C. LES ENJEUX DU PRIVÉ

1. La participation à la permanence des soins

La fermeture des plateaux techniques dont l'activité aura été jugée insuffisante et le nécessaire développement des interventions programmées dans les hôpitaux publics ne sont envisageables que si les établissements privés sont associés, dans un territoire donné, à l'obligation de permanence des soins.

En effet, la réforme de l'organisation du travail, notamment l'application de la réglementation relative au repos quotidien, oblige certains établissements à une réduction drastique de leur activité (les blocs opératoires y sont souvent fermés en soirée et en fin de semaine). A l'évidence, la permanence des soins est de plus en plus difficile à assurer en chirurgie.

La réglementation du temps de travail dans les établissements publics de santé


La notion de temps de travail effectif

Conformément à la définition européenne, le temps pendant lequel un salarié est à la disposition de son employeur sur son lieu de travail est du temps de travail effectif.

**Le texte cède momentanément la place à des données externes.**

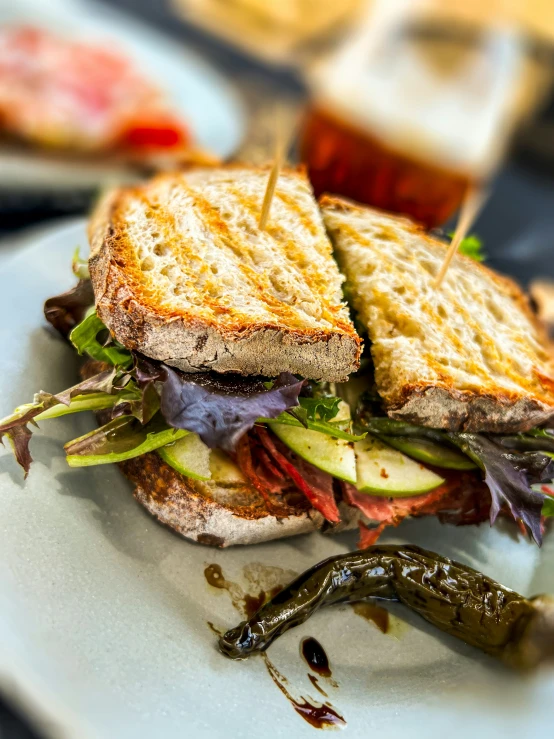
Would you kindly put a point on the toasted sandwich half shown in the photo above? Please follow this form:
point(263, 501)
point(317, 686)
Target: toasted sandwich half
point(467, 367)
point(470, 356)
point(216, 332)
point(182, 273)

Est donc considéré comme du temps de travail effectif :

- le temps de travail prévu au contrat de travail (c'est-à-dire pour les praticiens publics, les obligations de service statutaires qui peuvent être effectuées de jour ou de nuit) ;

- les heures supplémentaires effectuées (c'est-à-dire pour les praticiens publics, les plages de temps de travail additionnel (TTA) de nuit ou de TTA de jour et le temps de soins réalisé au cours d'un déplacement réalisé après appel alors que le praticien était d'astreinte à domicile).

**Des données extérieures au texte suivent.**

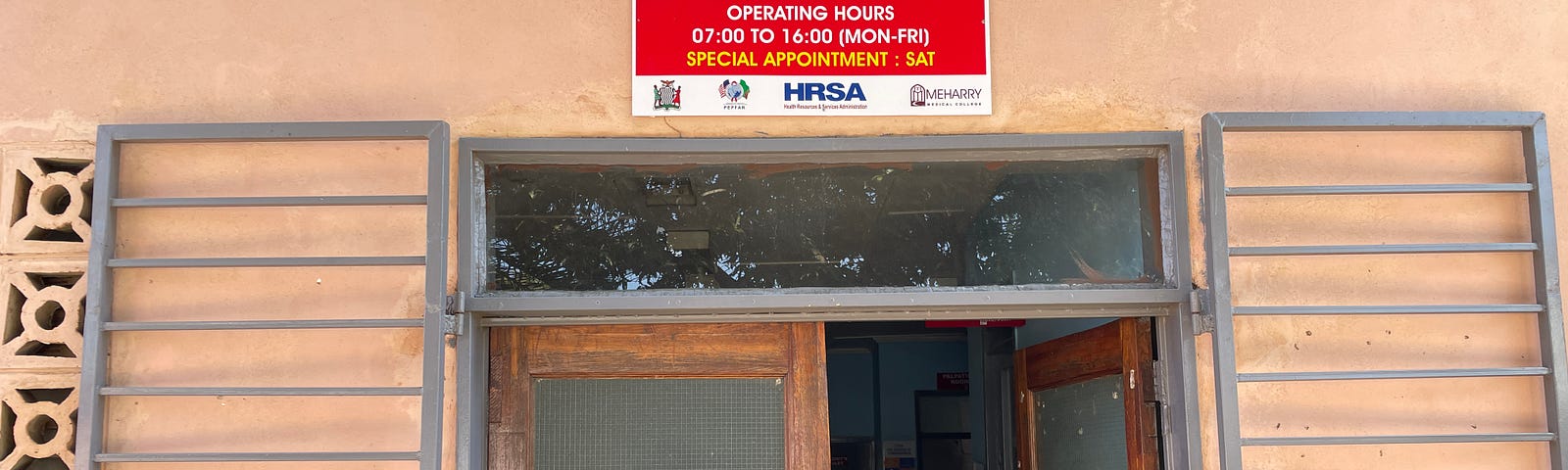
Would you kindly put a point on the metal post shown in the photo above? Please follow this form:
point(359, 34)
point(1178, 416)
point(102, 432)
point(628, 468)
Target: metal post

La notion d'obligations de service statutaires (OS)

Chaque statut de praticien détermine les obligations de service dont la réalisation entraîne le versement des émoluments :

- un temps plein doit effectuer dix demi-journées hebdomadaires en moyenne et ne dépassant pas en moyenne quarante huit heures hebdomadaires ;

- ces demi-journées peuvent être effectuées de jour ou de nuit, du lundi au dimanche ;

- lorsque le praticien, dans le cadre de ses OS, travaille pendant une période ou demi-période de permanence (la nuit, le dimanche, un jour férié ou le samedi après-midi), il perçoit, en plus de sa rémunération statutaire, une indemnité de sujétion rémunérant la pénibilité attachée à la période pendant laquelle il travaille. Cette période de permanence travaillée ne peut être récupérée puisqu'elle est intégrée dans les obligations de service.


La notion d'heures supplémentaires ou temps de travail additionnel (TTA)

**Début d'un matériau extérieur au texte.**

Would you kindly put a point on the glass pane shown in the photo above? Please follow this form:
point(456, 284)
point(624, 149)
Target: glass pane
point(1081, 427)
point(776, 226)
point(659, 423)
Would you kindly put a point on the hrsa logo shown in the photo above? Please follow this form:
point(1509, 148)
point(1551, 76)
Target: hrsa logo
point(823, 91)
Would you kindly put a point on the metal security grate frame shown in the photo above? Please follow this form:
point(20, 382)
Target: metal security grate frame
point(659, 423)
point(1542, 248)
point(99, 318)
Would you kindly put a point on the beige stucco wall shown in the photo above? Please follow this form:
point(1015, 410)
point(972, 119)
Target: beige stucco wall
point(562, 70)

- Les praticiens publics peuvent effectuer, sur la base du volontariat, du travail supplémentaire en plus de leurs obligations de service statutaires dans la limite du respect des règles statutaires fixées pour le repos quotidien (onze heures par vingt-quatre heures avec possibilité de travailler au maximum vingt-quatre heures d'affilée à condition de bénéficier d'un repos de même durée immédiatement après la période d'activité) ;

- ce travail supplémentaire peut s'effectuer de jour du lundi au samedi midi (le praticien perçoit une indemnité de TTA de jour) ou sur les périodes de permanence (le praticien perçoit une indemnité de TTA de nuit) ;

- au choix du praticien, les périodes de TTA peuvent être indemnisées ou récupérées ou versées au compte épargne temps.

Source : Dhos

Partant de ce constat, les Sros III ont prévu un certain nombre de mesures visant à un partage plus équitable des contraintes liées à la permanence des soins :

- l'organisation et la diminution du nombre de sites assurant la permanence des soins sur les territoires de santé ;

- la participation du secteur privé à la permanence des soins dans le cadre du projet médical de territoire ;

- la constitution d'équipes de chirurgiens inter-hospitalières, incluant des anesthésistes et, dans certaines régions, des chirurgiens du secteur privé.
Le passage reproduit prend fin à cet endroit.